DALLAS — Consumer data from Parks Associates reveals 54% of US broadband households now combine one of the Big 3, Netflix, Amazon, and Hulu, with at least one other subscription OTT service.

US OTT Subscription Big 3 OTT versus non-Big 3 OTT

Currently, 82% of US broadband households subscribe to an OTT service, and OTT service stacking has grown exponentially as new services such as Paramount+ emerge with low price points. As cord cutters migrate away from traditional pay TV, they seek service offerings that more closely meet their video content needs, with the added value of lower cost and flexible use cases.
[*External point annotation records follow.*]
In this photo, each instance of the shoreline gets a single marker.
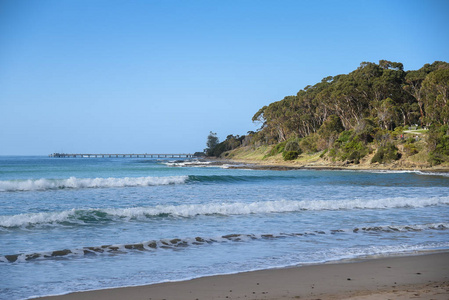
(423, 275)
(286, 166)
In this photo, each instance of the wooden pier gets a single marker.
(133, 155)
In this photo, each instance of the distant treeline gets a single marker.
(369, 101)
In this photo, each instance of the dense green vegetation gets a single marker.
(351, 115)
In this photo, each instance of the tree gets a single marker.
(212, 142)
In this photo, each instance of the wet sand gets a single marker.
(424, 276)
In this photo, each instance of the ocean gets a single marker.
(76, 224)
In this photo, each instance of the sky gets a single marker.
(156, 76)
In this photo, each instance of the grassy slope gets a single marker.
(312, 160)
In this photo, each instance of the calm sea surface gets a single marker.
(73, 224)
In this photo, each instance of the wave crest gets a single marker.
(79, 183)
(87, 216)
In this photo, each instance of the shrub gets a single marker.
(279, 148)
(309, 143)
(292, 146)
(290, 155)
(438, 141)
(386, 153)
(410, 149)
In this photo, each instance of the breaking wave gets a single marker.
(79, 183)
(197, 241)
(92, 216)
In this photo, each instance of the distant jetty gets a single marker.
(132, 155)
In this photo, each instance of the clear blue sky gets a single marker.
(157, 76)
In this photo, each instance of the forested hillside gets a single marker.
(351, 115)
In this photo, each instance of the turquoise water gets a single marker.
(72, 224)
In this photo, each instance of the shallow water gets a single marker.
(71, 224)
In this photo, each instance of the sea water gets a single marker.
(75, 224)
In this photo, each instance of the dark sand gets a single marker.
(424, 276)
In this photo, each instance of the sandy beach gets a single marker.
(423, 276)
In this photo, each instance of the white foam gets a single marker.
(73, 182)
(238, 208)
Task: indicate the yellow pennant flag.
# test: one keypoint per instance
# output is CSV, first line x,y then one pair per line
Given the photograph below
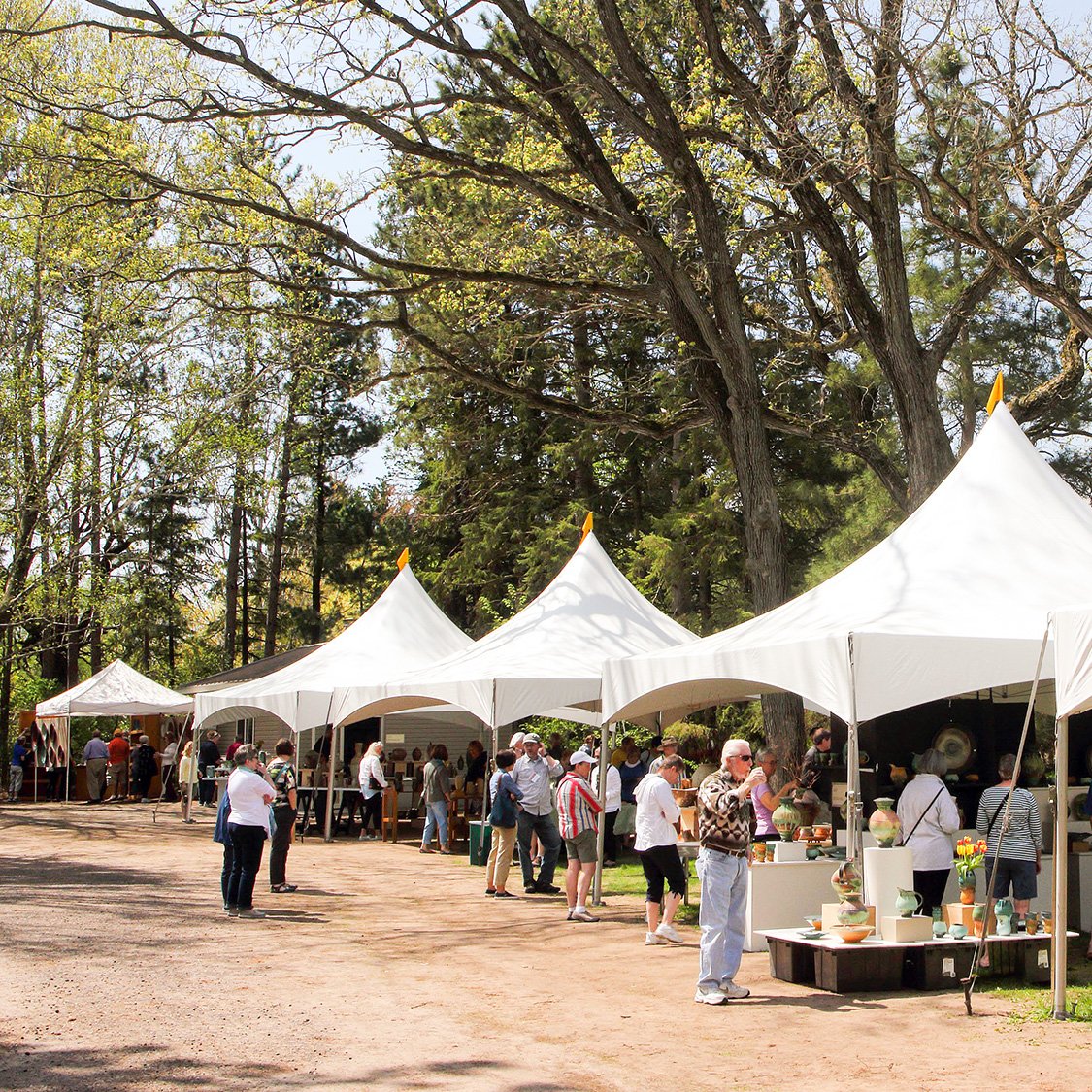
x,y
997,394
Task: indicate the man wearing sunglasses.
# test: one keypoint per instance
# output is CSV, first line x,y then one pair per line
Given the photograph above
x,y
724,827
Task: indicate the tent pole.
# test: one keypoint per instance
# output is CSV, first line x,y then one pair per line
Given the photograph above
x,y
854,805
1060,865
600,838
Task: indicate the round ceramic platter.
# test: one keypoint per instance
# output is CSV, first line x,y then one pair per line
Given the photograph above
x,y
957,745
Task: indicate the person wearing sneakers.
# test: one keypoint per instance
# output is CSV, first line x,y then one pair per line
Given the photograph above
x,y
724,818
251,793
504,817
533,775
577,809
657,846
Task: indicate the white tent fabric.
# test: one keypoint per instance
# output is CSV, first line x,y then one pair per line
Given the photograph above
x,y
550,654
954,600
116,690
1073,657
402,630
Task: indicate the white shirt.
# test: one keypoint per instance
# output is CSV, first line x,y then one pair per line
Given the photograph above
x,y
932,844
612,802
370,767
250,795
656,813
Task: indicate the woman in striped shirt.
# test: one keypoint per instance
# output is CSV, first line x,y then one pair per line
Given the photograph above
x,y
1019,853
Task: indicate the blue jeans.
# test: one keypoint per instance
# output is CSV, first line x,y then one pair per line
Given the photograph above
x,y
548,838
722,916
436,815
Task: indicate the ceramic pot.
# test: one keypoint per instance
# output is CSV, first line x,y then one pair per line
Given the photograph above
x,y
785,819
883,822
852,910
846,880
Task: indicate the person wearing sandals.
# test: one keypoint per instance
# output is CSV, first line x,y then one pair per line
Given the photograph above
x,y
436,793
504,819
373,783
251,793
281,774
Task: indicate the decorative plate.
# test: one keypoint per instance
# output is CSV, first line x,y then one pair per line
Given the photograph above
x,y
957,745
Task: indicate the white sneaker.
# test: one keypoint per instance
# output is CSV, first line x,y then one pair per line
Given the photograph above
x,y
731,990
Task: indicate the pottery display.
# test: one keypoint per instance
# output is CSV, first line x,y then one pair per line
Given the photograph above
x,y
852,910
850,934
908,903
883,823
846,880
785,819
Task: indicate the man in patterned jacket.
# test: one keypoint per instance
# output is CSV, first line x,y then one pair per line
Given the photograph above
x,y
724,817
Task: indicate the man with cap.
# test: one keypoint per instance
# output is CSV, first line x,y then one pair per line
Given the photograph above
x,y
724,818
533,775
577,809
669,745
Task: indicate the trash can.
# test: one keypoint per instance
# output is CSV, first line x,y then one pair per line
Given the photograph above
x,y
480,839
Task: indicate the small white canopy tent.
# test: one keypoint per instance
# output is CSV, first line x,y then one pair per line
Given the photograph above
x,y
549,655
116,690
403,629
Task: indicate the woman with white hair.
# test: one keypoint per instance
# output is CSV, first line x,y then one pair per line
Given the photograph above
x,y
373,784
929,818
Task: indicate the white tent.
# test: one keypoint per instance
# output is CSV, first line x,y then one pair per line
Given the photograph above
x,y
116,690
550,654
953,601
403,629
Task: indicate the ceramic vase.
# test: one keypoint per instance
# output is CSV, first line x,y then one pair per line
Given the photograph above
x,y
883,822
785,819
846,880
852,910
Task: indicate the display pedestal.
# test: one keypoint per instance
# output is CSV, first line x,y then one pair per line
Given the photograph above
x,y
907,929
885,872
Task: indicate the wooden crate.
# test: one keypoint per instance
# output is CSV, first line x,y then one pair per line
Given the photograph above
x,y
859,969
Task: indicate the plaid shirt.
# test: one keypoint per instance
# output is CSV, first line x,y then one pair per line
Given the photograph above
x,y
577,806
723,817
Parks Associates research notes cord cutters used to spend $117 per month on pay-TV services and are now paying $85 per month for OTT services.

“It’s a crowded market, and households continue to diversify their subscriptions,” said Elizabeth Parks, President, Parks Associates. ”Delivering relevant content with excellent personalized experiences is a key focal point to stay competitive.”

“Subscription fatigue and ad intolerance are pervasive in the streaming industry, and consumers are becoming more selective about where they spend their time and money,” said Lexie Knauer, Senior Product Marketing Manager, Brightcove. “It’s important for streaming services to go to market with a strong acquisition strategy to clearly promote the value of their content across the right channels and ultimately capture their target audience.”

“To me, customers are stating no one service can be everything to everyone,” said Michael Ribero, Chief Subscription Officer, The Washington Post. “I think this helps services with a clear identity while others will need to clarify how they fit into the customer’s bundle. And I believe this has downstream ramifications especially for discovering new shows and content.”